Prompting patients to improve their sunscreen use involves disproving some myths, Dr. Harper pointed out. When patients cite concerns about low vitamin D as a reason to avoid sunscreens, she recommended that they be counseled that there are three sources of vitamin D: foods such as fatty fish, vitamin D fortified foods, cheese, and egg yolks; vitamin D supplements; and skin synthesis through UVB exposure; and that only one of these – UVB exposure – is a known carcinogen.
Also, some patients express concern that sunscreen itself may be a carcinogen. Oxybenzone, a common sunscreen ingredient, has demonstrated some estrogenic effects in vitro and in vivo studies. However, the rat studies often cited in support of that finding involved the use of very high doses – approximately the equivalent of 277 years of daily sunscreen application with 6% oxybenzone, a much higher concentration than is found in commercial sunscreens, she said.
For patients interested in nontopical sun protection, polypodium leucotomos extract (PLE) is an option, Dr. Harper said. PLE, an antioxidant extract from a tropical fern, can be part of a skin cancer prevention strategy that also includes good sunscreen and protective clothing. PLE works by counteracting UV-induced immunosuppression, activating the tumor suppressor p53 gene, and inhibiting cyclooxygenase-2, all of which can help protect the skin from burning.

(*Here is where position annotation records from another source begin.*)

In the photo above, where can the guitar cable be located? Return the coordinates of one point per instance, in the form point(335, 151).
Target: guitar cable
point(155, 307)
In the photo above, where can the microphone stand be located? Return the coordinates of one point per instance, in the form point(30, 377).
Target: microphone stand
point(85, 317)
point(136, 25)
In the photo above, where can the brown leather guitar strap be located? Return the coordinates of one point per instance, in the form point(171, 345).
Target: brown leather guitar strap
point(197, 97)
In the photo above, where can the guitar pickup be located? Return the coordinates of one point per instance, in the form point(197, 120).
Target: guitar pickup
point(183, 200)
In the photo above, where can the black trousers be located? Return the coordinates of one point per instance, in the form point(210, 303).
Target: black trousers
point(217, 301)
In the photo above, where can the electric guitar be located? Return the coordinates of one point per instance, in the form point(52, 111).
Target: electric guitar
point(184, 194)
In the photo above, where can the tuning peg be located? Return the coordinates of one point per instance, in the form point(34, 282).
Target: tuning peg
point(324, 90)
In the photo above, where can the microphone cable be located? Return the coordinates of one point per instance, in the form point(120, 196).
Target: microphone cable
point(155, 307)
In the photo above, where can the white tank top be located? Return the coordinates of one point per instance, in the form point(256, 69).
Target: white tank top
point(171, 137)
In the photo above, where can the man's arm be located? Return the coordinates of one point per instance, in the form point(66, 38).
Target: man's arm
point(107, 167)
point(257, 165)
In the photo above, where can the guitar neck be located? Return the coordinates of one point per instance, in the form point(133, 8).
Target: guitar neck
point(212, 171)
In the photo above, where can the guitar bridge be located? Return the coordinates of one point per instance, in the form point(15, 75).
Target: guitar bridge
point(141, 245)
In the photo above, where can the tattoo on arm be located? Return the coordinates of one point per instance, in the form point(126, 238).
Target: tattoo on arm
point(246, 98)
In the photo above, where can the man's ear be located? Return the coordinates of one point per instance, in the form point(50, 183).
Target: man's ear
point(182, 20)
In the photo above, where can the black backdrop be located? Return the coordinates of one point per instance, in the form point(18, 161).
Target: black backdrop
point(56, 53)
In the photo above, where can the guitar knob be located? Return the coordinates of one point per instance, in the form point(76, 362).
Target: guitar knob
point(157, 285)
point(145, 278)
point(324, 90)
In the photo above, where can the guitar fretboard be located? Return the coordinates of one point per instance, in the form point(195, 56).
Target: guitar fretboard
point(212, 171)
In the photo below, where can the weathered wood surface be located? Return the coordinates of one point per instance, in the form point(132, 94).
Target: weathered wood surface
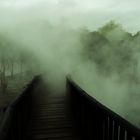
point(51, 118)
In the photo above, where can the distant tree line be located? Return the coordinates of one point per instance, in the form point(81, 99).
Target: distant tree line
point(112, 49)
point(13, 60)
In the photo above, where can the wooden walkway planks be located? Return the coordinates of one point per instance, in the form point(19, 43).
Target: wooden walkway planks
point(51, 119)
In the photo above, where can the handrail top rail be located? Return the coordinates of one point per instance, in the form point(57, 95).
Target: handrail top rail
point(9, 111)
point(106, 110)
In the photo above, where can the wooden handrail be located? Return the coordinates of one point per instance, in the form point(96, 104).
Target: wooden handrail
point(17, 114)
point(96, 120)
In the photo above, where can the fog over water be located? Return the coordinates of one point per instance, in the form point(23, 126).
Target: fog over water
point(54, 32)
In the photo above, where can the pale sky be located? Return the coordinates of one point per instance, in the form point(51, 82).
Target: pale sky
point(75, 13)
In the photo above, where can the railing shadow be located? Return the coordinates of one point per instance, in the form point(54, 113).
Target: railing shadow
point(96, 121)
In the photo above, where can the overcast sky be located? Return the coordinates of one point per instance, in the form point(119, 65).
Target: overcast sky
point(75, 13)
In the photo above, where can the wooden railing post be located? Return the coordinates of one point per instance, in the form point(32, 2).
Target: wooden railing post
point(96, 121)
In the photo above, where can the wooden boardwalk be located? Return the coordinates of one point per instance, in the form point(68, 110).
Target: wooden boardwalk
point(51, 119)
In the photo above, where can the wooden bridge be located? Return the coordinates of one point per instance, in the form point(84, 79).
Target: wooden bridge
point(37, 114)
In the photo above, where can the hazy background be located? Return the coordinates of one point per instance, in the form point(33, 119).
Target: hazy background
point(75, 37)
point(75, 13)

In addition, oral nicotinamide has been shown to help repair DNA damage in human keratinocytes, and in a clinical trial, has been associated with fewer actinic keratoses and squamous cell carcinoma, compared with placebo, she said.
However, more research in these options is needed, and patients should be encouraged to follow consistent sun protection practices, Dr. Harper emphasized.
Dr. Harper disclosed relationships with companies including Allergan, Bayer, Galderma, LaRoche-Posay, Promius, Valeant, and BioPharmX.
SDEF and this news organization are owned by the same parent company.